Unfortunately, we Democrats, furiously riding to the rescue, have forgotten to pack our saddle bags. All of those plans that we have been making for some fifteen years filled with utter frustration, ironically, cannot be accomplished without the preparation thatshould have been done by our nearsighted opponents. High speed rail systems must be preceded by adequate local public transportation.
Until the real problem, the Military Industrial Complex, the sacred cow of incompetent, dishonest Republicans and Democrats alike, is tackled, the country will continue to follow the same road to ruin followed by the Roman Empire. Contracts for useless, often undelivered weapon systems, illicit arms sales by U.S. companies to terrorists, and unnecessary, wasteful privatization of military functions must finally be addressed. The Armed Forces need to be increased! They are the only military resource that continually increases in value. Our men and women in uniform learn how to become better citizens, better people, educated and understanding of the value of teamwork, and when their military service is completed, they return to rebuild the communities that we, at home, have destroyed.
Realistically speaking, the Republicans always seem to ignore the consequences of their actions. Sadly it is what they do. It is the way they have always done business, and it will have to be accepted. It is not the way conservatives have always done business.
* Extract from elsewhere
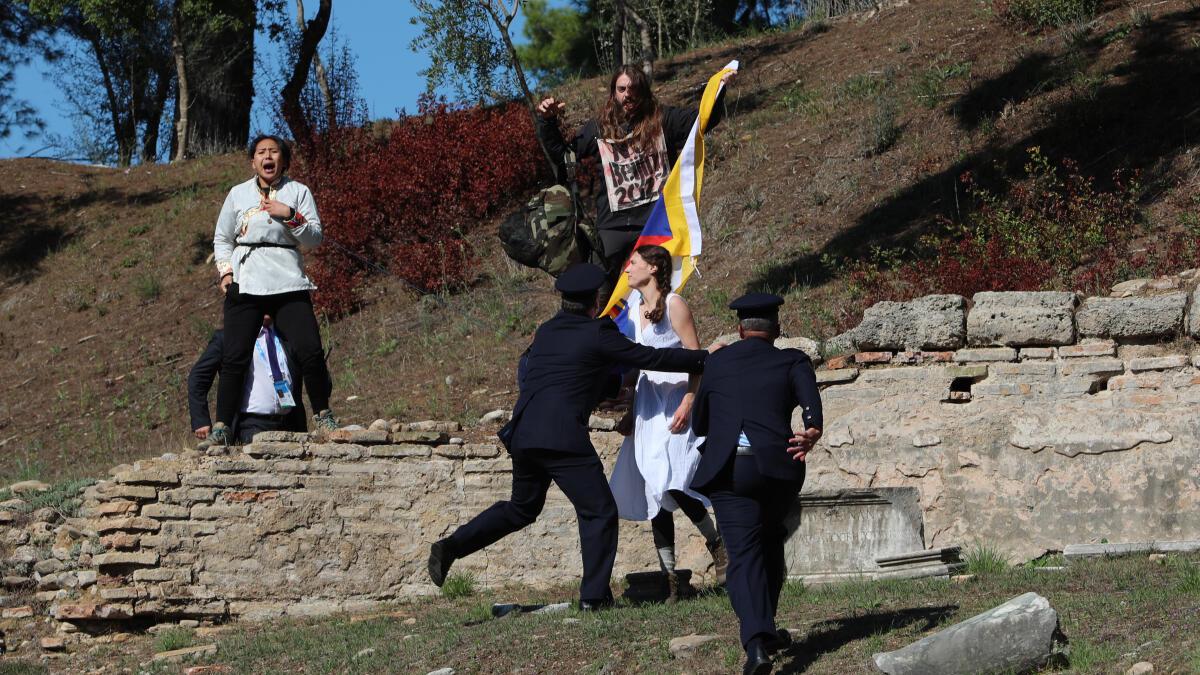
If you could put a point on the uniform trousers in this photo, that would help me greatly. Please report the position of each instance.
(582, 479)
(750, 511)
It started with the first Republicans, proudly getting the railroads built from coast to coast "for free." Well, almost "for free." There was the little matter of the fifty miles of land given to the railroad companies on either side of the railway. There was the little matter of upkeep of tracks and depots, costs the companies became tired of paying. Land development was much more lucrative than running railroads.
Sucking their money out of railways, bankrupting mass transportation in favor of developing their "free gift" from the Republican government became entirely too tempting for most of these new real estate entrepeneurs.
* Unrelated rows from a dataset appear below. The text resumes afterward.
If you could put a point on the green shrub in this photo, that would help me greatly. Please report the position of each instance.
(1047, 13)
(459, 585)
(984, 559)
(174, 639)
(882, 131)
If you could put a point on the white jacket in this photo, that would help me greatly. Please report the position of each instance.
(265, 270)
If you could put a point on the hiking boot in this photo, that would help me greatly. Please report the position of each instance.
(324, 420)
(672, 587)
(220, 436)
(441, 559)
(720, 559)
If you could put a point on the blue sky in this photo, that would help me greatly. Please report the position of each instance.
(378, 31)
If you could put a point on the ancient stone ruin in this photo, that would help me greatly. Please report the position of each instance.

We Democrats, on the other hand, seem to love taxes; we do not seem to differentiate between progressive and regressive taxes. You guessed it! Democrats are not immune from failure to look at the consequences of our actions either. The difference, of course, is that we are "farsighted," looking far into the future, trying to prevent catastrophes with complicated, always complicated solutions. For instance, in proposing extra taxes on better insurance plans, we are in violation of the Fourteenth Amendment, and eventually, all insurance policies will have to be taxed. In a foolish attempt to force all people to purchase inferior, poorly regulated insurance or face punishment by the government, we may loseall government mandates when the Supreme Court calls the clumsy scheme by its real name: "protection racket." The reason for this can be found in: (1) Legislators' failure to properly lay the groundwork for most of their ambitious plans and (2) their all too obvious attempts to preserve the appropriate graft, without destroying their plans.
The health care bills in both House and Senate preserve almost all of the hundred billion dollars in illicit payments to pharmaceutical companies, durable goods and oxygen suppliers and major laboratories. They don't address the absurd, criminal payments to hospitals of seventeen thousand dollars to one institution and fifty thousand to another for the exact same procedure, under the exact same conditions. They don't address tort reform, because the CBO claims that it will not save enough money for patients. Arbitrarily cutting Medicare reimbursement for physicians by twenty percent, is also "a drop in the bucket" compared to the hundreds of billions of dollars the agency loses to graft in the form of those overpayments mentioned earlier in this paragraph. Somehow, equity, honesty, and above all, common sense, are nowhere to be found in House or Senate, among Republicans or Democrats.
Without correction of the gross inequities in Medicare and Medicaid, both will be bankrupt within a few short years. With the bankruptcy of Medicaid, two of its largest providers, Florida and Texas stand to go bankrupt as well, due to huge percentages of state revenue needed to service indigent patients. With the suspicious transfer of management from Humana to United Health Care, most medical historians would expect Tricare (military health insurance) to fail, in short order, as well.
Don't get me wrong. I believe in the inevitability of a single payer system. I believe in the value of a public option. I have nothing against the idea of extending Medicare. The problem is that "the people" are not yet ready for a single payer system, nor is our government's inept bureacracy. Medicare must be thoroughly fumigated and inoculated with real competitive bidding, bogus hospital billing corrected, and Medicaid overhauled before the government can be entrusted with a public option. Legislation should, rightfully, begin with private insurance reform and regulation, including divestment of current anti-trust exemption, with portability across state lines, and the initiation of some sort of tort reform. With these changes in hand, "the people" will finally begin to feel some amount of trust in their government. If nothing else, both labor and management can benefit from immediate cuts in the cost of health care.
Then, with saddlebags packed, we Democrats can ride out and engage in a fair fight with Republicans over public options and single payers.